PBSA investment reaches £830m in Q2 2025

Knight Frank calculated that the figure takes half-year investment volumes in the PBSA sector to around £1.6bn.

Newcastle PBSA development sold by Knight Frank | PBSA News
Newcastle PBSA development sold by Knight Frank.

Knight Frank has reported that investment in the purpose-built student accommodation (PBSA) sector in Q2 2025 hit £830m.

This takes half year investment volumes to c. £1.6bn. The six-month total sits above the long-run average of £1.1bn, reflecting a healthy first half of the year.

“Latest June deadline data from UCAS points to a healthy intake of undergraduate students for the 2025/26 academic year (+1.3% applicant growth).

“Green shoots for the market in growth of international applicants (+2.2%), driven by Chinese applicants (+9.8%), but with less than 60,000 bedrooms presently under construction across the UK, the misalignment between demand and supply remains the crux of the market.”

Alistair Walters, Senior Research Analyst – Student Property, Knight Frank

The second half of the year is predicted to be even stronger than H1, with £2bn worth of PBSA schemes and portfolios currently on the market or under offer.

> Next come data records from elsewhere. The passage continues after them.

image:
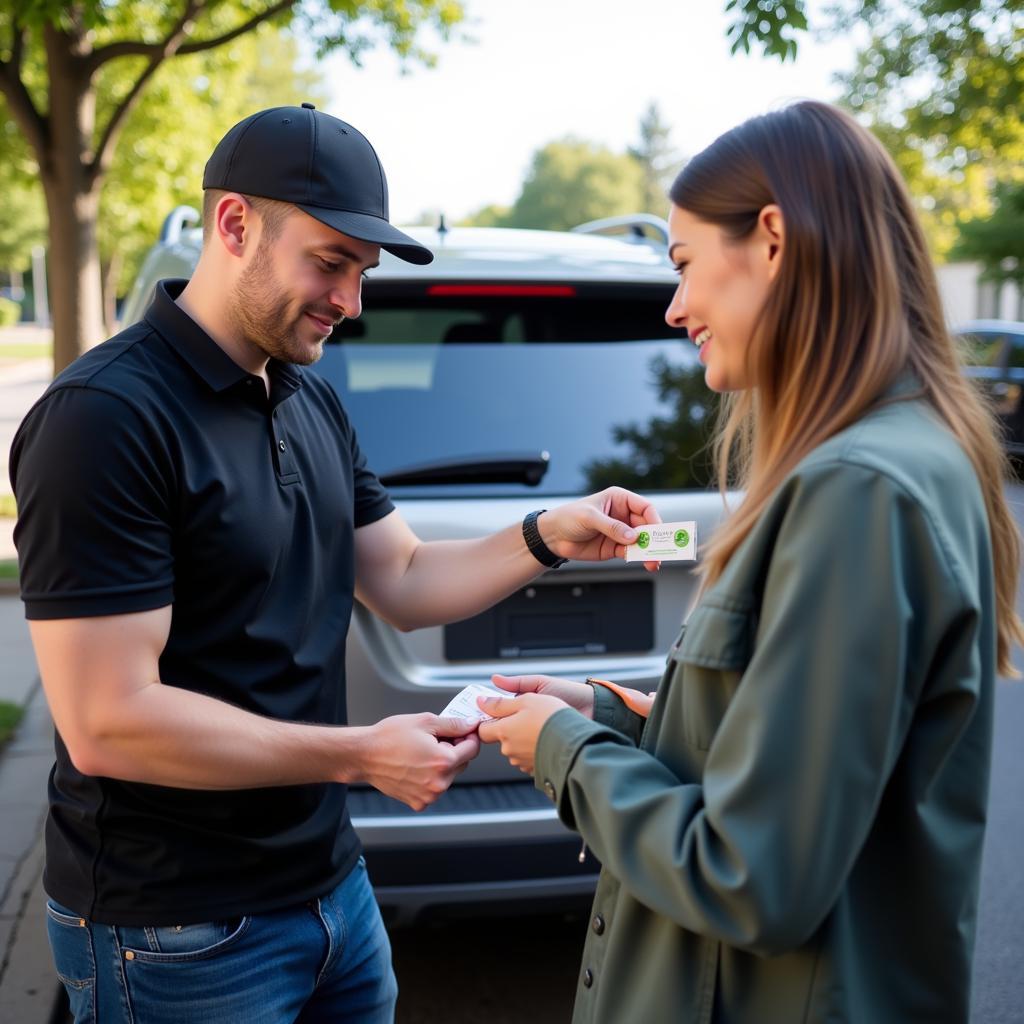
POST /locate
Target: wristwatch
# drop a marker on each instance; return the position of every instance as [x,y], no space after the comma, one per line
[538,548]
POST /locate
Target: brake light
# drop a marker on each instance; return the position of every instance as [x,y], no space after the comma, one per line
[550,291]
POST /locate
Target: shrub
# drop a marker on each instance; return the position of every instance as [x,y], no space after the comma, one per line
[10,311]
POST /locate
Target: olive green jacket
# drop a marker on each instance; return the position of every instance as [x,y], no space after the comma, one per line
[796,832]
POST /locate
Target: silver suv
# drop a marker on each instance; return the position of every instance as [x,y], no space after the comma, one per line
[518,371]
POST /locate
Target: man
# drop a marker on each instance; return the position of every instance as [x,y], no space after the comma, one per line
[196,516]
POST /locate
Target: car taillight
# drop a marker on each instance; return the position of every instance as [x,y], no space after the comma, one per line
[559,291]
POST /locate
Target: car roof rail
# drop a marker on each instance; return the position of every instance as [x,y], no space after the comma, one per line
[180,216]
[637,225]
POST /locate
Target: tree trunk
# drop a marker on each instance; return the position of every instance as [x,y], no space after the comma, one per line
[73,204]
[112,274]
[74,271]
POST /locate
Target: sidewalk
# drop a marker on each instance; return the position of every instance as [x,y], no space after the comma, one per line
[20,384]
[29,988]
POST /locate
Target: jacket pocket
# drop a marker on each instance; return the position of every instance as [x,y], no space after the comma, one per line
[709,664]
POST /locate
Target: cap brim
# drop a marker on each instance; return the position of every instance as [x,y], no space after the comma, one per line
[369,228]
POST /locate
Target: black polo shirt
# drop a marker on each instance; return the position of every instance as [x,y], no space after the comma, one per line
[155,471]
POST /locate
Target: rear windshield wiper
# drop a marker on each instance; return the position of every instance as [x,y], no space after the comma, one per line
[519,467]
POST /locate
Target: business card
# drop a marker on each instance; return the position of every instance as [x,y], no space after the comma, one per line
[665,542]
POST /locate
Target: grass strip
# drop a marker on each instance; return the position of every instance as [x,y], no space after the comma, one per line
[10,715]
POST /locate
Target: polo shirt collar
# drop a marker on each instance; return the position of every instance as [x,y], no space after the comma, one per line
[194,345]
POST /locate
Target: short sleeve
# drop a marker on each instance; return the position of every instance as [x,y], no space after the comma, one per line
[372,501]
[94,535]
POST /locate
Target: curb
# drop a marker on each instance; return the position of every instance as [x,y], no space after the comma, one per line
[30,992]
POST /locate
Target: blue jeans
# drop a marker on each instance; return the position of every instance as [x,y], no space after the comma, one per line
[326,961]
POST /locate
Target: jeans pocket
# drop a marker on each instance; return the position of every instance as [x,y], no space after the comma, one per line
[176,943]
[71,942]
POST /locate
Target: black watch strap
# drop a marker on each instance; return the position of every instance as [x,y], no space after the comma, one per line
[538,548]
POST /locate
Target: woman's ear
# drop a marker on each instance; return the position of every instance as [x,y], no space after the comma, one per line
[771,232]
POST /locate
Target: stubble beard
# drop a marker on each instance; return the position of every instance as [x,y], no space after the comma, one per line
[263,310]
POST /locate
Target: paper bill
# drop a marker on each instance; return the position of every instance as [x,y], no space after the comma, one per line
[463,705]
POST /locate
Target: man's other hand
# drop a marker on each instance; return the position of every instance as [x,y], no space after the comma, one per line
[415,758]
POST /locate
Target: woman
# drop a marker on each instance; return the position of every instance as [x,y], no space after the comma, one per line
[795,832]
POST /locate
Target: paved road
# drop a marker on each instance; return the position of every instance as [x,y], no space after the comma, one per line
[510,971]
[515,970]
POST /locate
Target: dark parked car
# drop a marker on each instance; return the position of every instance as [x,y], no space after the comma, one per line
[993,351]
[519,370]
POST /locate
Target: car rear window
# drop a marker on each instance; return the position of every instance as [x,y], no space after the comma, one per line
[592,376]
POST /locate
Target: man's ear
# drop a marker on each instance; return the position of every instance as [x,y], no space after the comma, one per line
[771,235]
[233,218]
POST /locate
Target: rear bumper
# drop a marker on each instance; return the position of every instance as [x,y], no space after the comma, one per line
[480,849]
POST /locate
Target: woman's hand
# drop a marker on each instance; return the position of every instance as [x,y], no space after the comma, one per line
[517,724]
[578,695]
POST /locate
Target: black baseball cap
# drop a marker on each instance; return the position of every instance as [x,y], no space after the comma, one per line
[322,165]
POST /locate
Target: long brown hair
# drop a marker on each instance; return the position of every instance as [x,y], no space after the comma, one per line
[854,304]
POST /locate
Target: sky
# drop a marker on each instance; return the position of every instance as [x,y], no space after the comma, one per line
[461,135]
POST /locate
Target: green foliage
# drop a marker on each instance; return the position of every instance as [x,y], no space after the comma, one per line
[23,212]
[188,105]
[189,101]
[669,453]
[997,241]
[10,311]
[10,717]
[942,83]
[657,159]
[571,181]
[769,24]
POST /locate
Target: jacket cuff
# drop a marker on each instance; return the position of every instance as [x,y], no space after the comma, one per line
[560,740]
[610,710]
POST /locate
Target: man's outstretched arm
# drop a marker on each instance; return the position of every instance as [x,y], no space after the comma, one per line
[411,583]
[119,720]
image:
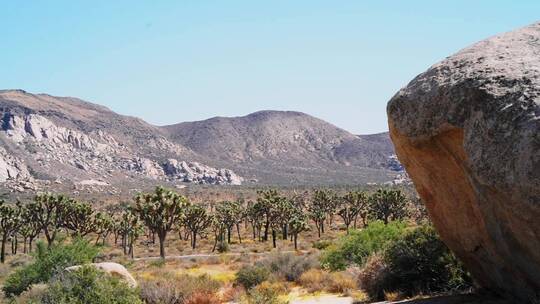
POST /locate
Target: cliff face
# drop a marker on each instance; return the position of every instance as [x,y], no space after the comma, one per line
[468,133]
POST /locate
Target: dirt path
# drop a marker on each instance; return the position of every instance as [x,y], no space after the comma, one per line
[211,255]
[323,299]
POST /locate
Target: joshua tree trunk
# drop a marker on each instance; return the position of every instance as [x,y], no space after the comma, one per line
[194,240]
[239,236]
[162,235]
[3,250]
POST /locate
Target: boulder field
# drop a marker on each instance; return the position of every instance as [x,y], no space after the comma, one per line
[468,133]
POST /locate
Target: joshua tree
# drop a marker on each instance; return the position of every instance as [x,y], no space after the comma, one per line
[388,204]
[322,203]
[279,216]
[196,220]
[130,228]
[10,221]
[78,217]
[264,204]
[298,223]
[160,211]
[47,210]
[352,205]
[230,214]
[103,225]
[255,216]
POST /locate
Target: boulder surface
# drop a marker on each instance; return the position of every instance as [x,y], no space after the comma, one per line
[468,133]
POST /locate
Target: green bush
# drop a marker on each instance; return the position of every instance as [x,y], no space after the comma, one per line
[419,262]
[167,287]
[47,262]
[288,266]
[263,294]
[322,244]
[251,276]
[356,247]
[87,285]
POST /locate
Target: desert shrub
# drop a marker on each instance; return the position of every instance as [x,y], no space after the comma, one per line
[420,262]
[356,247]
[373,277]
[203,298]
[288,266]
[222,247]
[314,280]
[321,244]
[87,285]
[251,276]
[30,296]
[263,294]
[341,282]
[47,262]
[167,289]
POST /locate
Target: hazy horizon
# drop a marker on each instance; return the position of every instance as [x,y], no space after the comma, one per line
[172,62]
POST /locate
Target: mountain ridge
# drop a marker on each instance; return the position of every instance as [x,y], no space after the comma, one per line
[87,141]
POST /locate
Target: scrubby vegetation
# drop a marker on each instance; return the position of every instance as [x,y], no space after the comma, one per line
[48,262]
[336,242]
[87,285]
[356,247]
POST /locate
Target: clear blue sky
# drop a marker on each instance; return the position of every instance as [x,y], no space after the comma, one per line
[173,61]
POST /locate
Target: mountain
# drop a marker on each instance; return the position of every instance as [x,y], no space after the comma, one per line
[283,141]
[49,142]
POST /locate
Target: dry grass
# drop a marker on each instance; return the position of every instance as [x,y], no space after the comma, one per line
[164,286]
[342,283]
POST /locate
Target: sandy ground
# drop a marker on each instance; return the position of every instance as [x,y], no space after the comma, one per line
[326,299]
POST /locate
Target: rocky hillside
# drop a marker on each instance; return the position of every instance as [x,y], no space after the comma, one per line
[286,141]
[59,140]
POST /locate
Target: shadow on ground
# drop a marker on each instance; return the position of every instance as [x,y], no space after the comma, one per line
[459,299]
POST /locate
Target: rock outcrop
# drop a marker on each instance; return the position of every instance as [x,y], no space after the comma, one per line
[468,133]
[39,143]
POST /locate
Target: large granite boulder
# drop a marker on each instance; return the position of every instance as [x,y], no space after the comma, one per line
[468,133]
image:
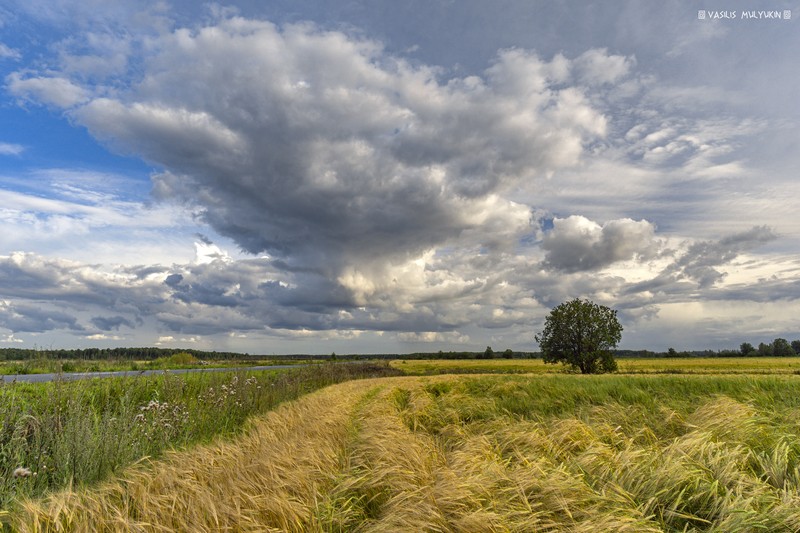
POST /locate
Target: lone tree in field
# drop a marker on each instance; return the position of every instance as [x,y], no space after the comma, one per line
[581,334]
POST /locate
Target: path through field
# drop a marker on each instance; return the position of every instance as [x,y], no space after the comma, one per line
[455,453]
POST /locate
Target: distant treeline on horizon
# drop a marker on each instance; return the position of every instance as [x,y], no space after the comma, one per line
[779,348]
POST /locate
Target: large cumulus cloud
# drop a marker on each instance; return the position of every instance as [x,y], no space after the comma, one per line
[576,243]
[322,149]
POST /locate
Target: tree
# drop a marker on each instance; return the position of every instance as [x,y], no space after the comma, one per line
[581,334]
[781,348]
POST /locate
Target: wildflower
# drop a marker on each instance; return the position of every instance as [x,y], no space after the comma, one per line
[21,471]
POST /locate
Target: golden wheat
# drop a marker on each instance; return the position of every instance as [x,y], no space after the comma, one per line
[432,454]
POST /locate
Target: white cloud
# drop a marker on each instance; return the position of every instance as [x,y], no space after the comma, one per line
[596,66]
[56,91]
[11,149]
[9,53]
[576,243]
[330,153]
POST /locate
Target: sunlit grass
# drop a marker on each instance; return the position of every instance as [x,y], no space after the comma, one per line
[688,365]
[77,433]
[477,453]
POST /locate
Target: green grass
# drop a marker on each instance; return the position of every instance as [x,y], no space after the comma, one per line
[176,361]
[73,433]
[654,453]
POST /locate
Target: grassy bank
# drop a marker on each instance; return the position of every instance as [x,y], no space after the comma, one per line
[478,453]
[63,434]
[176,361]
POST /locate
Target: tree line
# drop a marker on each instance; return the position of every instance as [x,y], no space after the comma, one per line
[140,354]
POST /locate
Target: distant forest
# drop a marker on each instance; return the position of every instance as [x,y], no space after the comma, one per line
[779,347]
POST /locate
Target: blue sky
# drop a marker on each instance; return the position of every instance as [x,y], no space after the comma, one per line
[309,176]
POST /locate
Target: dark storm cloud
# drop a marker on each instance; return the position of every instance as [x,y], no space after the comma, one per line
[33,318]
[111,322]
[328,152]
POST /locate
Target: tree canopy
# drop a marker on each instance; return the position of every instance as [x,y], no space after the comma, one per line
[581,334]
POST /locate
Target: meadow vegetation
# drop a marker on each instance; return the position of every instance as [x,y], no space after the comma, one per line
[63,434]
[648,453]
[678,365]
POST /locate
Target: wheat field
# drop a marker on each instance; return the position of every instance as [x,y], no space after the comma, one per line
[475,454]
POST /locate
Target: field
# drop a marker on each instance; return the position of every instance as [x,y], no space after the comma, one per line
[678,365]
[476,453]
[77,433]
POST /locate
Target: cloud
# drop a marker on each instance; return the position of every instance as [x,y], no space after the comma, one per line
[699,266]
[11,149]
[327,152]
[576,243]
[56,91]
[109,323]
[26,317]
[700,260]
[9,53]
[596,66]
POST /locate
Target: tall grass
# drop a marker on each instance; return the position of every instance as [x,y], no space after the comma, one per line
[73,433]
[467,454]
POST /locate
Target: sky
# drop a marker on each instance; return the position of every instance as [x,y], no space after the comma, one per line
[353,176]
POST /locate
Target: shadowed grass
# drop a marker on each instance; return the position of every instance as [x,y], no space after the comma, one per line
[74,433]
[483,453]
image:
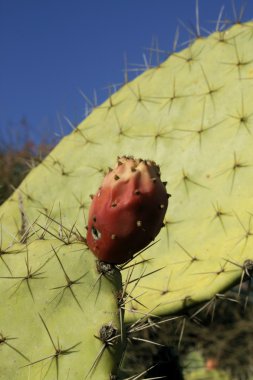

“Despite the healthy turnover achieved in Q2, the market has not been without its challenges. Significant delays at the Building Safety Regulator as a result of Gateway 2, planning challenges and high build costs are all having an impact on land sales and forward fundings.

“Appetite from investors has shifted to standing stock as a first preference. For these deals, fire safety is elongating deal times, while a later leasing cycle this year is contributing to a more cautious market particularly for stock in secondary locations.

“Prime assets in Russell Group cities, or assets and portfolios where investors can see a genuine value add opportunity, continue to attract high levels of interest and strong bidding activity.”

Merelina Sykes, Joint Head of Student Property, Knight Frank

Over 1,600 student bedrooms have been added to supply so far in 2025, with 17,802 expected to be delivered in time for the 2025/26 academic cycle. London, Nottingham and Leeds are expected to see the largest increases in supply.

“While the outlook remains far from certain given recent weaker economic data, further falls in the cost of debt have the potential to shift the investment and funding landscape.

“Financial markets are pricing in two further rate cuts in H2 2025 which will ensure that the all-in cost of debt for both operational assets and development finance become more competitive.”